USC Thornton student and professor raise support for Ukrainian music school

USC Thornton Supports Ukrainian Music School
Ukrainian-born USC Thornton Classical Guitar program doctoral student Grygorii Koval and Classical Guitar Program Professor of Practice William Kanengiser team up to provide resources for Ukrainian guitar student

Sometimes, bonds are built between a teacher and student that transcend the classroom, ties marked by mutual respect and trust that persist after final examinations and despite geographical distance. It’s bonds like these that motivated Grygorii Koval, a Ukranian-born teaching assistant and doctoral student in the USC Thornton Classical Guitar program, and his classical guitar professor of practice William Kanengiser to raise funds and collect resources for Koval’s former guitar school in Vinnytsia, Ukraine.

The pair began brainstorming ways to offer aid to Koval’s alma mater not long after Russia invaded Ukraine in late February. When Kanengiser learned of the enduring impact that Koval’s former classical guitar teacher, Sergii Selesnov at the Vinnytsia College of Culture and Arts, had left on him, he understood immediately and signed on to help.

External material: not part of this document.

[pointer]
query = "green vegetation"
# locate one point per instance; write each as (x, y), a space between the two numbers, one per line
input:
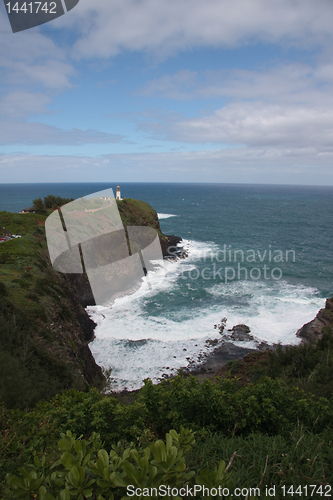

USC Thornton Classical Guitar program doctoral student Grygorii Koval.
USC Thornton Classical Guitar program doctoral student Grygorii Koval. (Photo courtesy of Grygorii Koval)

“My motivation was to try to help Grygorii feel like he had some way of helping even though he was so geographically removed,” Kanengiser says. “He told me this beautiful story about his teacher – what an important person he was for him, not just as a musical mentor, but as a life coach, essentially.”

“When I was 15 and 16, my teacher, Sergii Selesnov, was somebody who could support me through my problems, which seemed to me at those times to be very big, even though they weren’t. He helped me to understand how to distinguish between right and wrong decisions to make, or which paths to take,” Koval recalls. “Before making an important decision, I would think, ‘What would he say? What would he do if he was in my shoes?’ And I would know exactly what to do next and how to act.”

To aid Selesnov and his students, Kanengiser and Koval established a GoFundMe campaign, enlisting the partnership of Guitar Salon International, a Santa Monica-based purveyor of rare and collectable classical guitars. The campaign raised over $4,000 and brought on partners like Savarez, a French musical string manufacturer who shipped 120 sets of strings to the students in Vinnytsia, as well as Canadian music publisher Les Productions D’Oz, who gave the students credits for online downloads of guitar sheet music. Koval also performed a benefit concert in Larchmont Village, Los Angeles, in April to raise funds and awareness for what his fellow Ukrainians continue to face.

Koval says his efforts aimed to not only provide financial support for those whose lives have been irrevocably changed, but to lend an emotional buoy.

“It was a kind of psychological support so that they felt they’re not forgotten there, so they know there is somebody outside who’s supporting them and thinking about them,” Koval says. “They felt it. This helped a lot with their motivation. They started to record, they took some pictures, they wrote letters. It was very, very important for them.”

These efforts became especially poignant this summer after Russian cruise missiles struck the city center of Vinnytsia in mid-July. Koval reports that his former professor and his students were unharmed in the attack.

In helping his student with these relief efforts, Kanengiser was reminded of a piece of advice passed down by his own mentor, Thornton Classical Guitar Program Adjunct Lecturer Pepe Romero. When asked what guitarists should do during particularly dark and fearful days, the classical and flamenco guitarist who has been invited to play at the Vatican and the White House told his pupils to be sure to play Bach every day.

“Pepe said, ‘You do it for yourself because it makes you feel ennobled and hopeful, but you also do it for the world.’ He believes that you send out vibrations of positivity when you play, and though it can feel like it’s falling on deaf ears in the walls in your room, it actually resonates throughout the world,” Kanengiser says. “I was reminded of that when Grygorii first told me about these young students who lost the motivation to practice or to enter a competition, which is totally expected when their world is coming apart like that. Hopefully they felt like there are guitar players on the other side of the world who are cheering for them, supporting them and hoping that they keep music alive in their lives.”

Kanengiser nods to a tradition within the Thornton Classical Guitar program, where the overall well-being of students is just as important as their playing.

“Pepe not only showed me what it means to be a fine guitarist and a good musician, but what it is to be a citizen of the world and a good human being,” Kanengiser says. “The way that he cared for his students and continues to care for his students is something that he passed along to all of us, including my colleagues on the faculty, Scott Tennant and Brian Head. We maintain this culture of creating a supportive, caring and hopefully nourishing environment.”

Koval says Kanengiser’s support with this fundraiser and beyond shows that just as he was mentored by Selesnov and just as Kanengiser was mentored by Romero, the bond he shares with Kanengiser is one of trust and support for the challenges life can bring.

“Bill is becoming to me somebody who I definitely can trust,” Koval says. “I know there is somebody I can call here in Los Angeles.”